Waldmire romanticized the road, in prolonged stays both in Illinois and Arizona, and tied it to nature through the use of rocks and snakes in his work. He really helped inspire the modern-day fondness for what’s been lost along the old Route 66.

Bob Waldmire designed this Route 66 mural in Pontiac as his last commission. (One Illinois/Ted Cox)

Bob Waldmire designed this Route 66 mural in Pontiac as his last commission. (One Illinois/Ted Cox)

Waldmire died in 2009, shortly after accepting what turned out to be his last commission: a wall mural in Pontiac tracing the full course of Route 66. It was completed by friends and family working from his design and still stands there, not far from a converted “bus yacht” he built on top of the frame of an old school bus, now parked just outside the Pontiac museum complex in a converted firehouse.

Inside the museum, though, is perhaps what he’ll be remembered for in the future: a 1972 Volkswagen bus he customized, and that later served as inspiration for the character of Fillmore in the Pixar animated movie “Cars.” Wille said the museum set a record for attendance last year with 25,000 visitors, and “probably close to half of them were from someplace other than the United States,” drawn by that movie or a piece Scottish comedian Billy Connolly did on Waldmire and the museum for British TV.

It was glorious day all up and down the road Saturday, with each town celebrating in its own way. There was a parade with fire trucks and Mustangs in Lexington, which also turned out to be the first public event for the new McLean County chapter of the national organization Moms Demand Action for Gun Sense in America.

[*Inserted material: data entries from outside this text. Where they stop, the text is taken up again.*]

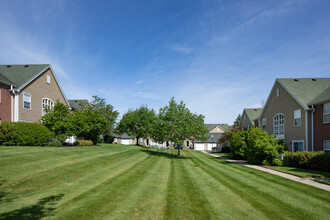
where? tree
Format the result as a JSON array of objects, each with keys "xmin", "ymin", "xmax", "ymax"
[
  {"xmin": 155, "ymin": 97, "xmax": 208, "ymax": 158},
  {"xmin": 72, "ymin": 108, "xmax": 106, "ymax": 144},
  {"xmin": 87, "ymin": 96, "xmax": 119, "ymax": 135},
  {"xmin": 234, "ymin": 114, "xmax": 242, "ymax": 128},
  {"xmin": 41, "ymin": 101, "xmax": 74, "ymax": 141},
  {"xmin": 115, "ymin": 105, "xmax": 156, "ymax": 144}
]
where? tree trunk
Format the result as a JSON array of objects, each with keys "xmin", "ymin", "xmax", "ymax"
[{"xmin": 177, "ymin": 144, "xmax": 181, "ymax": 158}]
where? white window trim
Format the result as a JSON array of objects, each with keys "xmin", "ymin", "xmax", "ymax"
[
  {"xmin": 261, "ymin": 118, "xmax": 267, "ymax": 131},
  {"xmin": 23, "ymin": 92, "xmax": 32, "ymax": 110},
  {"xmin": 291, "ymin": 140, "xmax": 306, "ymax": 152},
  {"xmin": 322, "ymin": 103, "xmax": 330, "ymax": 124},
  {"xmin": 41, "ymin": 98, "xmax": 55, "ymax": 116},
  {"xmin": 293, "ymin": 109, "xmax": 302, "ymax": 127},
  {"xmin": 273, "ymin": 113, "xmax": 285, "ymax": 135},
  {"xmin": 323, "ymin": 140, "xmax": 330, "ymax": 152}
]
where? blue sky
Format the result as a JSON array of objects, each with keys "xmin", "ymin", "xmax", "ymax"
[{"xmin": 0, "ymin": 0, "xmax": 330, "ymax": 124}]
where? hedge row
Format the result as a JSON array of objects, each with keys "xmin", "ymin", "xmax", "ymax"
[
  {"xmin": 283, "ymin": 151, "xmax": 330, "ymax": 172},
  {"xmin": 0, "ymin": 122, "xmax": 51, "ymax": 146},
  {"xmin": 73, "ymin": 140, "xmax": 93, "ymax": 146}
]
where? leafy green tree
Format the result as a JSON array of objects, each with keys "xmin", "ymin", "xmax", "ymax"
[
  {"xmin": 87, "ymin": 96, "xmax": 119, "ymax": 135},
  {"xmin": 156, "ymin": 97, "xmax": 208, "ymax": 158},
  {"xmin": 234, "ymin": 114, "xmax": 242, "ymax": 128},
  {"xmin": 41, "ymin": 101, "xmax": 74, "ymax": 141},
  {"xmin": 115, "ymin": 105, "xmax": 156, "ymax": 144},
  {"xmin": 72, "ymin": 108, "xmax": 106, "ymax": 144}
]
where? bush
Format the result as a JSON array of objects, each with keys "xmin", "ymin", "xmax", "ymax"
[
  {"xmin": 228, "ymin": 128, "xmax": 284, "ymax": 164},
  {"xmin": 283, "ymin": 151, "xmax": 330, "ymax": 172},
  {"xmin": 0, "ymin": 122, "xmax": 51, "ymax": 146},
  {"xmin": 103, "ymin": 135, "xmax": 115, "ymax": 144},
  {"xmin": 73, "ymin": 140, "xmax": 93, "ymax": 146},
  {"xmin": 272, "ymin": 158, "xmax": 283, "ymax": 166},
  {"xmin": 221, "ymin": 146, "xmax": 231, "ymax": 153},
  {"xmin": 45, "ymin": 140, "xmax": 62, "ymax": 147}
]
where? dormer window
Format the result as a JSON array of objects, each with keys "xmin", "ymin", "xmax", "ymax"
[
  {"xmin": 42, "ymin": 98, "xmax": 54, "ymax": 116},
  {"xmin": 23, "ymin": 92, "xmax": 31, "ymax": 109}
]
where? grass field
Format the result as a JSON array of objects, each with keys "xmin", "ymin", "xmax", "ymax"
[
  {"xmin": 265, "ymin": 166, "xmax": 330, "ymax": 185},
  {"xmin": 0, "ymin": 145, "xmax": 330, "ymax": 219}
]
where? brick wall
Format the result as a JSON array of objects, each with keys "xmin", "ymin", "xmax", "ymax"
[
  {"xmin": 0, "ymin": 84, "xmax": 11, "ymax": 121},
  {"xmin": 314, "ymin": 105, "xmax": 330, "ymax": 151}
]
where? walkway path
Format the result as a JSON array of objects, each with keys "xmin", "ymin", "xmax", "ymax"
[{"xmin": 202, "ymin": 151, "xmax": 330, "ymax": 192}]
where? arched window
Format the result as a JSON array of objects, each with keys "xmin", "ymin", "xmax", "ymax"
[
  {"xmin": 42, "ymin": 98, "xmax": 54, "ymax": 116},
  {"xmin": 274, "ymin": 114, "xmax": 284, "ymax": 134}
]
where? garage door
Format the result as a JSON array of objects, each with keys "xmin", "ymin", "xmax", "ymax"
[
  {"xmin": 207, "ymin": 143, "xmax": 217, "ymax": 150},
  {"xmin": 121, "ymin": 140, "xmax": 131, "ymax": 145},
  {"xmin": 195, "ymin": 144, "xmax": 205, "ymax": 150}
]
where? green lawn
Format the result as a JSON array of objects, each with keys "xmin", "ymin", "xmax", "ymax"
[
  {"xmin": 265, "ymin": 166, "xmax": 330, "ymax": 185},
  {"xmin": 0, "ymin": 145, "xmax": 330, "ymax": 219}
]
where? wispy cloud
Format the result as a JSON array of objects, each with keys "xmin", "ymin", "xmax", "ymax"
[
  {"xmin": 169, "ymin": 45, "xmax": 193, "ymax": 54},
  {"xmin": 133, "ymin": 92, "xmax": 158, "ymax": 99}
]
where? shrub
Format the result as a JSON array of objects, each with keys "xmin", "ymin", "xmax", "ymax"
[
  {"xmin": 0, "ymin": 122, "xmax": 51, "ymax": 146},
  {"xmin": 228, "ymin": 128, "xmax": 284, "ymax": 164},
  {"xmin": 221, "ymin": 146, "xmax": 231, "ymax": 153},
  {"xmin": 272, "ymin": 158, "xmax": 283, "ymax": 166},
  {"xmin": 73, "ymin": 140, "xmax": 93, "ymax": 146},
  {"xmin": 45, "ymin": 140, "xmax": 62, "ymax": 147},
  {"xmin": 283, "ymin": 151, "xmax": 330, "ymax": 172}
]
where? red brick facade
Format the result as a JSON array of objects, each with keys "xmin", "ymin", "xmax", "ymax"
[
  {"xmin": 313, "ymin": 104, "xmax": 330, "ymax": 151},
  {"xmin": 0, "ymin": 85, "xmax": 11, "ymax": 121}
]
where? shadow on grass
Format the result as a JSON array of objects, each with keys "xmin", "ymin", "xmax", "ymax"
[
  {"xmin": 142, "ymin": 149, "xmax": 188, "ymax": 159},
  {"xmin": 0, "ymin": 194, "xmax": 64, "ymax": 220}
]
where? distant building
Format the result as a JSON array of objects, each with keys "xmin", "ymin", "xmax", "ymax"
[{"xmin": 0, "ymin": 64, "xmax": 69, "ymax": 123}]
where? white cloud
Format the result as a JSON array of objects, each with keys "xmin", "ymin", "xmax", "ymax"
[{"xmin": 170, "ymin": 45, "xmax": 193, "ymax": 54}]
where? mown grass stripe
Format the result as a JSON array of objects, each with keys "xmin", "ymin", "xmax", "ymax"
[
  {"xmin": 195, "ymin": 150, "xmax": 330, "ymax": 205},
  {"xmin": 165, "ymin": 151, "xmax": 212, "ymax": 219},
  {"xmin": 187, "ymin": 151, "xmax": 326, "ymax": 219},
  {"xmin": 59, "ymin": 155, "xmax": 156, "ymax": 219}
]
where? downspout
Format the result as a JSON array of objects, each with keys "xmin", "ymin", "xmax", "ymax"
[
  {"xmin": 311, "ymin": 105, "xmax": 315, "ymax": 152},
  {"xmin": 305, "ymin": 109, "xmax": 308, "ymax": 151}
]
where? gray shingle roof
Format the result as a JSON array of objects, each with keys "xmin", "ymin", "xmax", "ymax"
[
  {"xmin": 0, "ymin": 64, "xmax": 50, "ymax": 87},
  {"xmin": 205, "ymin": 124, "xmax": 229, "ymax": 131},
  {"xmin": 68, "ymin": 99, "xmax": 88, "ymax": 111},
  {"xmin": 277, "ymin": 78, "xmax": 330, "ymax": 108},
  {"xmin": 194, "ymin": 133, "xmax": 222, "ymax": 143},
  {"xmin": 308, "ymin": 86, "xmax": 330, "ymax": 105},
  {"xmin": 244, "ymin": 108, "xmax": 262, "ymax": 122},
  {"xmin": 0, "ymin": 72, "xmax": 16, "ymax": 86}
]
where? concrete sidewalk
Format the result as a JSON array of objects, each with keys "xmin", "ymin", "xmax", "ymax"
[{"xmin": 202, "ymin": 151, "xmax": 330, "ymax": 192}]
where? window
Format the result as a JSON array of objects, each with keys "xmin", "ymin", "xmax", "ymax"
[
  {"xmin": 274, "ymin": 114, "xmax": 284, "ymax": 134},
  {"xmin": 261, "ymin": 118, "xmax": 267, "ymax": 131},
  {"xmin": 42, "ymin": 98, "xmax": 54, "ymax": 115},
  {"xmin": 292, "ymin": 140, "xmax": 304, "ymax": 152},
  {"xmin": 23, "ymin": 92, "xmax": 31, "ymax": 109},
  {"xmin": 323, "ymin": 140, "xmax": 330, "ymax": 153},
  {"xmin": 323, "ymin": 103, "xmax": 330, "ymax": 123},
  {"xmin": 293, "ymin": 109, "xmax": 301, "ymax": 126}
]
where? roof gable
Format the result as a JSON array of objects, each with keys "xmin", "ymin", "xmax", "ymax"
[
  {"xmin": 68, "ymin": 99, "xmax": 88, "ymax": 111},
  {"xmin": 277, "ymin": 78, "xmax": 330, "ymax": 109},
  {"xmin": 0, "ymin": 64, "xmax": 50, "ymax": 87},
  {"xmin": 243, "ymin": 108, "xmax": 262, "ymax": 124}
]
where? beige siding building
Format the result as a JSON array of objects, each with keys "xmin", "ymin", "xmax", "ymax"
[
  {"xmin": 259, "ymin": 78, "xmax": 330, "ymax": 151},
  {"xmin": 0, "ymin": 64, "xmax": 69, "ymax": 122}
]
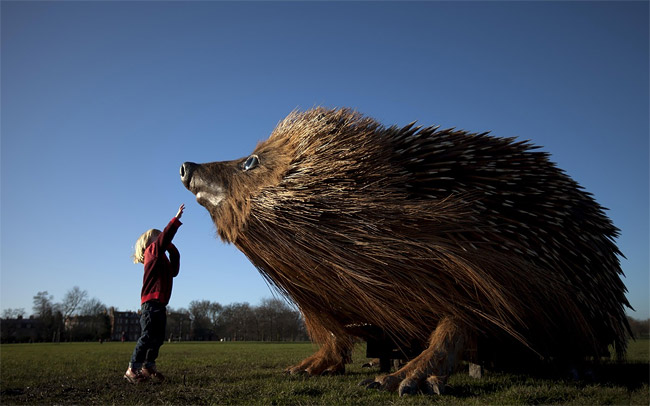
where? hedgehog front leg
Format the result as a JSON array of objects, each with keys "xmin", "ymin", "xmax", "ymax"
[
  {"xmin": 362, "ymin": 317, "xmax": 468, "ymax": 396},
  {"xmin": 286, "ymin": 317, "xmax": 354, "ymax": 376}
]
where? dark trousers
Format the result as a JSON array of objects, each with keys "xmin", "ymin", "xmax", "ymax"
[{"xmin": 131, "ymin": 300, "xmax": 167, "ymax": 369}]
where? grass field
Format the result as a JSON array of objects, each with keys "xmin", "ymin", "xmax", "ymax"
[{"xmin": 0, "ymin": 340, "xmax": 650, "ymax": 406}]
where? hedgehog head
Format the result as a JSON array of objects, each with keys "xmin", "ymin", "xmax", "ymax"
[{"xmin": 180, "ymin": 108, "xmax": 378, "ymax": 242}]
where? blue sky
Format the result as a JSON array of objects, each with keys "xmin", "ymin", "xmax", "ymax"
[{"xmin": 0, "ymin": 1, "xmax": 649, "ymax": 318}]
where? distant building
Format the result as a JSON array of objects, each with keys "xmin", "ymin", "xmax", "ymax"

Some 135 people turned out for their first meeting, and about a dozen of those marched in the Lexington parade, in part to promote their Wear Orange event set for June 2 at White Oak Park in Bloomington to mark National Gun Violence Awareness Day.

A red Mustang leads the way in Lexington's Route 66 Red Carpet Corridor parade. (One Illinois/Ted Cox)

A red Mustang leads the way in Lexington's Route 66 Red Carpet Corridor parade. (One Illinois/Ted Cox)

“I don’t remember ever marching in a parade,” said Karen Irvin, of Bloomington, spokesperson for the local Wear Orange event. She added that Moms Demand Action had seen a 40 percent increase in Illinois organizations being formed just since the Parkland, Fla., shooting earlier this year.

Going from northeast to southwest, the corridor festival ended at Towanda's Duncan Manor, a wonderful Italianate mansion constructed by cattle rancher William Duncan starting immediately after the Civil War in 1866. He died in 1876, and by 1900 it had become a rental property as the surrounding landscape was sold for farmland. At the end of the 20th century, it went vacant for 20 years before Randi Howell and her husband, David, bought it four years ago.

“When we first got it, it was just a shell,” Howell said. “We just kind of camped out.”

Yet the Howells went about restoring it, and started inviting locals out to an annual spring open house to view the progress. The first open house attracted 3,000 visitors, and she said since then they’ve settled into about 1,500 visitors a year, now as part of the Towanda stop on the Red Carpet Corridor Festival.

“It works out beautifully,” she said. “I love it.”